高島 デザインは、社内で制作しているのでカジュアルな感じですね。今まではこれで良かったのですが、今後はもう少し余計なものをそぎ落としたいというのはあります。
食べ物に関する仕事は、こうしたらどうだろうというアイデアを誰でも思い付きやすい。社員に対しては通販体験を奨励していますし、アイデアに困ることはないですね。
――社員の方に対して、ほかにも気を付けようと強調していることはありますか?
高島 体験を重視しています。「顧客のことを考えよう」と口では言うのですが、それ以上にインパクトがあるのは、じかに生産者と接したり、顧客と接することです。2ケ月に1回、購入者を社内に呼んで全社員の前でパネルディスカッションを開いています。顧客に直接オイシックスのサービスの便利なところや不便なところを言ってもらうのです。毎回テーマを決めており、1回に3、4人を招いています。購入者からの直接の声は貴重な情報になります。
全社員で産地を訪問したりもします。食品に対してどのような思いが込められているかなど、生産者から話を聞きます。ほかにも職人を呼んでパンを作るなど、やりたいことはいろいろとあります。
――創業当初と比べ変わってきたことはありますか?
高島 最初の頃は、顧客もインターネットで恐る恐る買っていたようなところがありましたが、最近は当たり前という意識になりました。
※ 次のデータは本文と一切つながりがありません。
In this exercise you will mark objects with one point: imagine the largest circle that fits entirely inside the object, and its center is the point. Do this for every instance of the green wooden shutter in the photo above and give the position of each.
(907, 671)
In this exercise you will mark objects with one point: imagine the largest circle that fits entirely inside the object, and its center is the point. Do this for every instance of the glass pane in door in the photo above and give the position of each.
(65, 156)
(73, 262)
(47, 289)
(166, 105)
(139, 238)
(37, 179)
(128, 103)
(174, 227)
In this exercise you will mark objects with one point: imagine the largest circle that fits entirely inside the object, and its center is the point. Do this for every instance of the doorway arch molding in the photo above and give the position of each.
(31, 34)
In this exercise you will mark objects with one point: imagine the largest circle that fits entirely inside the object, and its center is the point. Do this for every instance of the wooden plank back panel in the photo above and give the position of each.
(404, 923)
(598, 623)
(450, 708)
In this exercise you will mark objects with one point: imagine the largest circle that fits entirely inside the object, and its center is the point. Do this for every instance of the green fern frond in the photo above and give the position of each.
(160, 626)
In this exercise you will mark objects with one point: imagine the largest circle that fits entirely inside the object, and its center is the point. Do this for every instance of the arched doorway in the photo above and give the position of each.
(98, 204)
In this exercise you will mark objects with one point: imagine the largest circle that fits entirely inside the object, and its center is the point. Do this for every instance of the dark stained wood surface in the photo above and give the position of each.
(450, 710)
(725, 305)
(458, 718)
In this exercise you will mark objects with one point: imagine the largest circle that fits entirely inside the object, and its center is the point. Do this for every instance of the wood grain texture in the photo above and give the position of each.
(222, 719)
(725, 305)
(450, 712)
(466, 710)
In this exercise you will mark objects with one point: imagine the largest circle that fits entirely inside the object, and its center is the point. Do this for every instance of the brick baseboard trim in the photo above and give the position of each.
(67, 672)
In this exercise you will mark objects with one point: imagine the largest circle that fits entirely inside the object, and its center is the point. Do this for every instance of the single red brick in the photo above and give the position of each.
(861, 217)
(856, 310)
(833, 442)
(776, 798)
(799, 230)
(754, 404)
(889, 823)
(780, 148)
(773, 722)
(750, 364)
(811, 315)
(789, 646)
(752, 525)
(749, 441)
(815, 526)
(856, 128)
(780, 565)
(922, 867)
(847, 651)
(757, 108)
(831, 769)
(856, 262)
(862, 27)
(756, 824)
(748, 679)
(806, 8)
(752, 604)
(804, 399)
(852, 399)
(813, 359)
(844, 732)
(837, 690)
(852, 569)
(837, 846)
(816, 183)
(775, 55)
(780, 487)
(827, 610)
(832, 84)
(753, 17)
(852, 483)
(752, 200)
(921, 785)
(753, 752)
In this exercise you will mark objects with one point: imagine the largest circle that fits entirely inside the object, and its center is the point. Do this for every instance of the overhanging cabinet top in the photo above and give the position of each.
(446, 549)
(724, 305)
それだけに最初から高いサービスレベルが求められるようになりました。
また、生産者である農家の人もインターネットがビジネスになるのだという方向に意識が変わってきています。これは大きな変化だと思います。
インターネットでは電子メールを活用してローコストで顧客との関係を築くことができる。郵送によるダイレクトメール(DM)とはコストが大きく異なり、事実上無料で送ることができる。ただ、近年ジャンクメールが増加しており、メールの効果が薄れているのではと懸念されている方も多いだろう。しかしながら、多くのEC成功企業は、メールをうまく活用し、ジャンクメールとならないような質の高いメール配信を行っている。オイシックスもそうした企業の1社だといえるだろう。同社は創業当初から、顧客に対して通り一遍ではない、決め細やかで丁寧なメールを送り続けてきたのである。
DMと異なり、電子メールではコストが低いため、好きなタイミングでいくらでも工夫を凝らしたメールを送ることができる。こういったメリットの部分を最大限に引き出すことが、顧客との関係をより良くするメールの活用法だろう。
そのためには、ターゲットを明確に絞りマーケティングコストを削減するという通常のCRM手法をとるのではなく、いかに多くメールを顧客に受け入れてもらい効果を最大にするかに知恵を絞ることが大切だ。顧客にとって無意味なメールの送信はジャンクメールとして扱われる原因になるため、1通として無意味なメールを送ることはできない。
メールがただのジャンクメールになってしまうのか、それともリピーターを生み出す武器になるのかは、メールの内容・タイミング次第であるといえるだろう。ECショップの運営者たちが日々絶え間ない文面の改良努力を行っている理由はここにある。
また、メール以外にもEC企業でありながら、ECの通常の発想を超えるきめ細やかさと、商品の質を決して落とさない努力。オイシックスの飛躍はこれらのバランスがとれた点にあるともいえそうだ。
面白いのは、ECによってさまざまな業務が省略化できるのかと思いきや、逆に手間を掛けている部分が多いことである。生産者とじかに接したり、顧客を社内に呼んでモニターマーケティングをするなど、目に見える、感じ取れるリアルな部分に手間を掛けている。これが、ユーザーが納得するような高付加価値と認識されているこつなのかもしれない。